The art of wet shaving originated centuries ago. Skilled barbers, who offered straight razor shaves and other grooming services, were among the first on the scene.
At a time when grooming practices were particularly lacking, inconvenient, and time-consuming, visiting a barber was not only an indulgence, but a genuine necessity!
Unlike today’s safety, disposable, or cartridge razors, straight razors (aka “cutthroat razors”) required practice to handle proficiently and with adeptness. For this reason, most men gladly handed off to the much more dexterous “barber-surgeon.”
“Barber-surgeon?” you may be asking.
Believe it or not, the history of the barber has not always been the suave and debonair profession synonymous with the practice today. In fact, up until the late 1800s, barbers were more like surgeons than hairdressers. They were not only charged with shaving and trimming, but with teeth pulling, lice picking, abscess lancing, and even bone setting.
One of the foundations of the barber-surgeon’s profession was bloodletting (an old medical practice in which blood was drained from a patient’s body to prevent disease). It was based on an ancient system of medicine, which regarded bodily fluids as “humors.”
Health was only achieved when these humors were in balance. Although bloodletting was seen as necessity in the medical field, many doctors believed “the cutter’s art” was beneath them. Hence the reason barbers were assigned this gory duty.
The wet shaving safety razor arrives
Around the time when people finally realized that bloodletting was in fact detrimental to one’s health, King Camp Gillette introduced the modern safety razor. It came complete with a patented carbon steel, disposable, and double-edged blade. The safety razor’s success was in part due to the fact that these convenient and easy to use razors were issued to soldiers during WWI. This helped secure its place when it was launched to the public post-war.

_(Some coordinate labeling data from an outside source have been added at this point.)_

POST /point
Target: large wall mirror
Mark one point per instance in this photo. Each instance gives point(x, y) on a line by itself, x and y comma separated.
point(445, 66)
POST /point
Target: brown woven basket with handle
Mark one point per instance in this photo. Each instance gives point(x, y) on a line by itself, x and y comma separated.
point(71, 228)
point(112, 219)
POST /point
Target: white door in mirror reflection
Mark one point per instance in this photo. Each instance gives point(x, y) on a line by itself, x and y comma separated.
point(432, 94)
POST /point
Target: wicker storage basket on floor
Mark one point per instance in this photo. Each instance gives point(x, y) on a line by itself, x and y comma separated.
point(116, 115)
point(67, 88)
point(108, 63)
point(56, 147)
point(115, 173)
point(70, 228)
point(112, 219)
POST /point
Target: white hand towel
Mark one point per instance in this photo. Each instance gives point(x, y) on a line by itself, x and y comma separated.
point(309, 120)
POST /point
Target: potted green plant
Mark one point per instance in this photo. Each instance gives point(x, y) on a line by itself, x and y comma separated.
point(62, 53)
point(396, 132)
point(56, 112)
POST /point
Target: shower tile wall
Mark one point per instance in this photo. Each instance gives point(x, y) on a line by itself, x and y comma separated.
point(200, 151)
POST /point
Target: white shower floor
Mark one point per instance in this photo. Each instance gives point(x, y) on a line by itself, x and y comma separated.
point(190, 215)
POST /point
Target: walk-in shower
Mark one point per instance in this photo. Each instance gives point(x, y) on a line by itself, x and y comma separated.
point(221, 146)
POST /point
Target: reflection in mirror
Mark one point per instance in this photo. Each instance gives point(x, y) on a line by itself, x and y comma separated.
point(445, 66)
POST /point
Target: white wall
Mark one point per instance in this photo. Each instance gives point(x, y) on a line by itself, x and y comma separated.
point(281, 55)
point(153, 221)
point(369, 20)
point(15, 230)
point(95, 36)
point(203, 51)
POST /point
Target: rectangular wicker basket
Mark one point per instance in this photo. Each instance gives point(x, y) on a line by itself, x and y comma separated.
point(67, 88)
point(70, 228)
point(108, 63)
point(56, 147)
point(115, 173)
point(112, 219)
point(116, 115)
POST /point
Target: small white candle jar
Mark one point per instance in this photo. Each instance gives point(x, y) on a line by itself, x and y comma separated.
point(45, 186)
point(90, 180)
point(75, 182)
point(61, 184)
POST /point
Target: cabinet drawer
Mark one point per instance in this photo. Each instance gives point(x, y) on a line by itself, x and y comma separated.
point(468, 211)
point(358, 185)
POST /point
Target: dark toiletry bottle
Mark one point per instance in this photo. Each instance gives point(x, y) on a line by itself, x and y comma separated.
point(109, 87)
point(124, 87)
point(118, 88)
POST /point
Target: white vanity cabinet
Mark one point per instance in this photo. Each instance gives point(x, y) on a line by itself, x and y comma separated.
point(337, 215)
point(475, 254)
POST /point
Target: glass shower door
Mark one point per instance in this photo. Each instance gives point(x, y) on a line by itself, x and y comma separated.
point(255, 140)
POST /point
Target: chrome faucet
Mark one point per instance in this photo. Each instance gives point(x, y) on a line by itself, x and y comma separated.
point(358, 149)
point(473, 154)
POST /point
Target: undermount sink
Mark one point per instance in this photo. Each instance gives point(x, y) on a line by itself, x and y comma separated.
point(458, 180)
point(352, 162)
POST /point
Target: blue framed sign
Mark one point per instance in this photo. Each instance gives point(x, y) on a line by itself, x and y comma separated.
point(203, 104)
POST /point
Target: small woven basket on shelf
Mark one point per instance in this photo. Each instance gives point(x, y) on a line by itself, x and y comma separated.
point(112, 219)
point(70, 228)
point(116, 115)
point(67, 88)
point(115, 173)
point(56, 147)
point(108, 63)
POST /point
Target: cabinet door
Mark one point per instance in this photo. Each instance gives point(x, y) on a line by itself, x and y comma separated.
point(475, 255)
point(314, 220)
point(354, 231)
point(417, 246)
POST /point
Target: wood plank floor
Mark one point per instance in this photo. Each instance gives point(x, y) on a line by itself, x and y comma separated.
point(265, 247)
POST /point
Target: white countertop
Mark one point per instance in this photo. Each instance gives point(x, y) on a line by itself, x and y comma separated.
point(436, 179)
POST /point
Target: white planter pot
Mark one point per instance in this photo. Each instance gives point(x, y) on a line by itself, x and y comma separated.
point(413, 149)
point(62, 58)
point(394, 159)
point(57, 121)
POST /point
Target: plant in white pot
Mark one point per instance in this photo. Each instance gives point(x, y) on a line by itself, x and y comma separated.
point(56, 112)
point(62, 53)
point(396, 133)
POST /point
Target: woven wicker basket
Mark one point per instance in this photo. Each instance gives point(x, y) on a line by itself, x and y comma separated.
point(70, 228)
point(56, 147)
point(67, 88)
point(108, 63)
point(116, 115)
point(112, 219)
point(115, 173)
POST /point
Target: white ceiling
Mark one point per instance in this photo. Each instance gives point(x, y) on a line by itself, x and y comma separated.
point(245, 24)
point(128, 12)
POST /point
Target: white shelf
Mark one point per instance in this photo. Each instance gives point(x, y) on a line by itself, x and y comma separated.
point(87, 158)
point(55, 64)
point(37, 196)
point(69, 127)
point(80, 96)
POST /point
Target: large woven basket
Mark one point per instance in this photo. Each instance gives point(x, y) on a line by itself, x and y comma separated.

Following the revolutionary safety razor came the onslaught of mass marketing and manufacturing. Over the years, razors have been developed into varieties such as disposable, single blade, multi-blade, pivoting, lubricating, light operating, vibrating, etc.
The wet shave became about convenience and efficiency, rather than relish and ritual. While interesting, the foundation of a great shave has been lost with all these unnecessary embellishments.
While trying to incorporate features that promise to give a better wet-shave, companies have remembered everything but the quality of the blade itself. Without a quality blade, you’ll never have a quality shave.
Traditional wet shaving incorporates preparation, a great shave brush, and an array of oils, creams, and soaps.
Modern disposable and cartridge razor shaving includes the use of water, of course, but traditional wet shaving is a wetter (and better!) way. The modern shaving market is all about convenience and efficiency. What they don’t realize is that time and traditional wet shaving products are necessary for superior results.
No convenience feature can substitute for the time it takes for dry and coarse whiskers to become soft and flexible. The wetter the better. For traditionalists–that’s super saturated!